Also, every index takes up further disk space and memory space (when called), so it could potentially slow read operations as well (for large tables).
Check this out
You have to balance CRUD needs. Writing to tables becomes slow. As for where to draw the line, that depends on how the data is being acessed (sorting filtering, etc.).
Indexing will take up more allocated space both from drive and ram, but also improving the performance a lot. Unfortunately when it reaches memory limit, the system will surrender the drive space and risk the performance. Practically, you shouldn't index any field that you might think doesn't involve in any kind of data traversing algorithm, neither inserting nor searching (WHERE clause). But you should if otherwise. By default you have to index all fields. The fields which you should consider unindexing is if the queries are used only by moderator, unless if they need for speed too
It is not a good idea to indexes all the columns in a table. While this will make the table very fast to read from, it also becomes much slower to write to.
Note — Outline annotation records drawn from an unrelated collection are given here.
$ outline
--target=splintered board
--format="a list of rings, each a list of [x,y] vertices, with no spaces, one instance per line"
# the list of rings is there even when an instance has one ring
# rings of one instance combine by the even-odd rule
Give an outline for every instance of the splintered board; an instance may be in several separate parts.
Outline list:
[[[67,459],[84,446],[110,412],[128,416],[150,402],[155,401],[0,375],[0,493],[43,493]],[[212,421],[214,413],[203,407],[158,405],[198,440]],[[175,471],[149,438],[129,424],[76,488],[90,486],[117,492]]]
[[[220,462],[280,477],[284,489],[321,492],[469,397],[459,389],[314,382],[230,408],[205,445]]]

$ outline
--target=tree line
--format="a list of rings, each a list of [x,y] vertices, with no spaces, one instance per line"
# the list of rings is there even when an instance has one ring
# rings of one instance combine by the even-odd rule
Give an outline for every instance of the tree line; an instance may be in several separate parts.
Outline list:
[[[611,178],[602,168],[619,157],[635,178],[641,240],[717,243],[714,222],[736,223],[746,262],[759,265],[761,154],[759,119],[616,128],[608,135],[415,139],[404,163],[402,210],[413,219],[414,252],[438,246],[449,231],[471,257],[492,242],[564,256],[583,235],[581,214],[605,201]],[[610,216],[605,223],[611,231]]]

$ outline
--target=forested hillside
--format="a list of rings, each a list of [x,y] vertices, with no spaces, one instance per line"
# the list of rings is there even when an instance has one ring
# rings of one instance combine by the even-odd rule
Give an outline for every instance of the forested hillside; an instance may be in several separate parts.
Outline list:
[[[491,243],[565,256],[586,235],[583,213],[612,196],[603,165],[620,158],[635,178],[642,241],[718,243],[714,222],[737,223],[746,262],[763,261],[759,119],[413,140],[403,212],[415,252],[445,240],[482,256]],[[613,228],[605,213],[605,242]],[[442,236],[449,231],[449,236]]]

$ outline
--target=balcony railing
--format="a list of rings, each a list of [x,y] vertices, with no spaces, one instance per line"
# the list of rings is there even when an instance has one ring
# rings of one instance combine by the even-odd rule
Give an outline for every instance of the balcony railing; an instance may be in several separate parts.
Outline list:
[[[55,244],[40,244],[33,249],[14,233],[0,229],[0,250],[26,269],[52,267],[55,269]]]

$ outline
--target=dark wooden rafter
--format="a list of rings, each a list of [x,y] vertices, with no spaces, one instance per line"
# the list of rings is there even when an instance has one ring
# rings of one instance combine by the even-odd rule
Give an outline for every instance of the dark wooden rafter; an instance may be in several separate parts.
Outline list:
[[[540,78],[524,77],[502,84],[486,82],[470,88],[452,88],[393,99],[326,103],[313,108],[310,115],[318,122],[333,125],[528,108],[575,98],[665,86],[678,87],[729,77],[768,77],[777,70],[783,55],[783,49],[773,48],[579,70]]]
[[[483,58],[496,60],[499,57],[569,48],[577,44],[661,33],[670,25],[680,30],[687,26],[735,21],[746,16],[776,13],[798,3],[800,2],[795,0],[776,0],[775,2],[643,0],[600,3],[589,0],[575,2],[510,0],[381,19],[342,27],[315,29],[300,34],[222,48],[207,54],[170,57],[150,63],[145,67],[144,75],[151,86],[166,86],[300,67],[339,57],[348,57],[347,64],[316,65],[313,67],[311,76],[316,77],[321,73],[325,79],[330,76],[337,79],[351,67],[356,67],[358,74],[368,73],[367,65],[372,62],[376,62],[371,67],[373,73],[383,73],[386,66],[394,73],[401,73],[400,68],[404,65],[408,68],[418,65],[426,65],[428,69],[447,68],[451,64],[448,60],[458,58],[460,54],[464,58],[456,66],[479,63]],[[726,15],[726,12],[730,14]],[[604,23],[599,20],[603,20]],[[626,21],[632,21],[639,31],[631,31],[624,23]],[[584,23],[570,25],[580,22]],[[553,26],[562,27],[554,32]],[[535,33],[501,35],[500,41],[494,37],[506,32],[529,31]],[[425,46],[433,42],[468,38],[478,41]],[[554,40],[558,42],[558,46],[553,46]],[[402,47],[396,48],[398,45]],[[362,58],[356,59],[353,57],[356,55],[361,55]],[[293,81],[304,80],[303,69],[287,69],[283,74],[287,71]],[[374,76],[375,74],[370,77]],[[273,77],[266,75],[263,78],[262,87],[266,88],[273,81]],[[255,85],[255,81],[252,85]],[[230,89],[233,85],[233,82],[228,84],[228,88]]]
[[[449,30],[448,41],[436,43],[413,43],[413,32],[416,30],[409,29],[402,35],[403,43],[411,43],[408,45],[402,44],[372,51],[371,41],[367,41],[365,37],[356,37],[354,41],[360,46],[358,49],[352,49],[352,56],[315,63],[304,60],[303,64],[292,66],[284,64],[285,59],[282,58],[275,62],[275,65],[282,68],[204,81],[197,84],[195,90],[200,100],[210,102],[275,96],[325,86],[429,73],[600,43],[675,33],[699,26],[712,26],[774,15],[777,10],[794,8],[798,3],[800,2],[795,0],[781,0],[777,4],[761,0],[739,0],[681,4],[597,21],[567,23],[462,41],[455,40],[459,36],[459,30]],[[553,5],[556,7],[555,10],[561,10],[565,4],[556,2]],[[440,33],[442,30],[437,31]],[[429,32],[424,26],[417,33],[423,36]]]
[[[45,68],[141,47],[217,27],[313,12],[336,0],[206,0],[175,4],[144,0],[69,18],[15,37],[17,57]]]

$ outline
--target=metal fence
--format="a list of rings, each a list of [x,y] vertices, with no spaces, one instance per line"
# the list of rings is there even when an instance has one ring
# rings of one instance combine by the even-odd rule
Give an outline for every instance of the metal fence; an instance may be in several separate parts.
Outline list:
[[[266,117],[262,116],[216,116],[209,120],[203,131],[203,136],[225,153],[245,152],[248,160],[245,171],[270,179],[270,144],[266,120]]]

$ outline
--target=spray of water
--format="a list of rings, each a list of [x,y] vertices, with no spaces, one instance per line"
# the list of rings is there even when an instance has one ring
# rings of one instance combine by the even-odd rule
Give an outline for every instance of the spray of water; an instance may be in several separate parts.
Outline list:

Writing to a table that has every column indexed would involve putting the new record in that table and then putting each column's information in the its own index table.
this answer is my personal opinion based I m using my mathematical logic to answer
the second question was about the border where to stop, First let do some mathematical calculation, suppose we have N rows with L fields in a table if we index all the fields we will get a L new index tables where every table will sort in a meaningfull way the data of the index field, in first glance if your table is a W weight it will become W*2 (1 tera will become 2 tera) if you have 100 big table (I already worked in project where the table number was arround 1800 table ) you will waste 100 times this space (100 tera), this is way far from wise.
If we will apply indexes in all tables we will have to think about index updates were one update trigger all indexes update this is a select all unordered equivalent in time
from this I conclude that you have in this scenario that if you will loose this time is preferable to lose it in a select nor an update because if you will select a field that is not indexed you will not trigger another select on all fields that are not indexed
what to index ?
foreign-keys : is a must based on
primary-key : I m not yet sure about it may be if someone read this could help on this case
other fields : the first natural answer is the half of the remaining filds why : if you should index more you r not far from the best answer if you should index less you are not also far because we know that no index is bad and all indexed is also bad.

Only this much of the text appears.